The watchdog group Equity Forward last year published a report that found between the summer of 2022 and the summer of 2024, 23 states directed about $500 million to CPCs. “It’s painful to think of the good that $500 million could do for needy families and communities, and anti-abortion pregnancy centers are just not meeting those needs,” Shireen Shakouri, executive vice president of reproductive rights research organization Reproaction, told Jezebel at the time.

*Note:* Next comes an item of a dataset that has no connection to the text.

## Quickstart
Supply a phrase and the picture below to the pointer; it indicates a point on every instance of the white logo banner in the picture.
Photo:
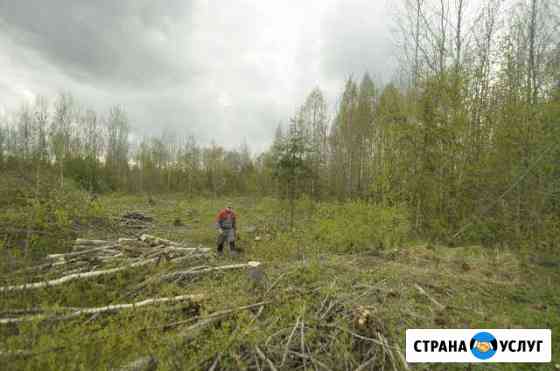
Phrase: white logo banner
(482, 345)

In addition to HB 1176, Missouri Republicans recently introduced HB 807, a bill to establish a state-run registry to track pregnancies, identify and monitor pregnant people “at risk for seeking an abortion,” and create a state-run adoption marketplace to push as many people as possible to relinquish the babies they were coerced into birthing. The bill tasks the creation and maintenance of these systems with “contractors.” Reproductive rights experts say those contractors would inevitably be CPCs, which have already been collecting and storing potential abortion seekers’ data for years. Kim Clark, an attorney at the watchdog group the Alliance, warned Jezebel in 2022 that CPCs “are basically the ultimate movement building tool of the anti-abortion movement.” Ominously, earlier this week, the CEO of the CPC network CompassCare said he wants Attorney General Pam Bondi to ban abortion pills to address America’s “baby shortage.” Cool!

HB 1176’s co-sponsor, GOP state Rep. Christopher Warwick, told the state House’s tax committee that his bill is meant to “limit the bureaucracy,” which sure sounds a lot like Elon Musk’s talking points about DOGE. The real goal seems to be to further empower anti-abortion extremists, likely in retaliation for abortion rights activists’ recent successes in the state.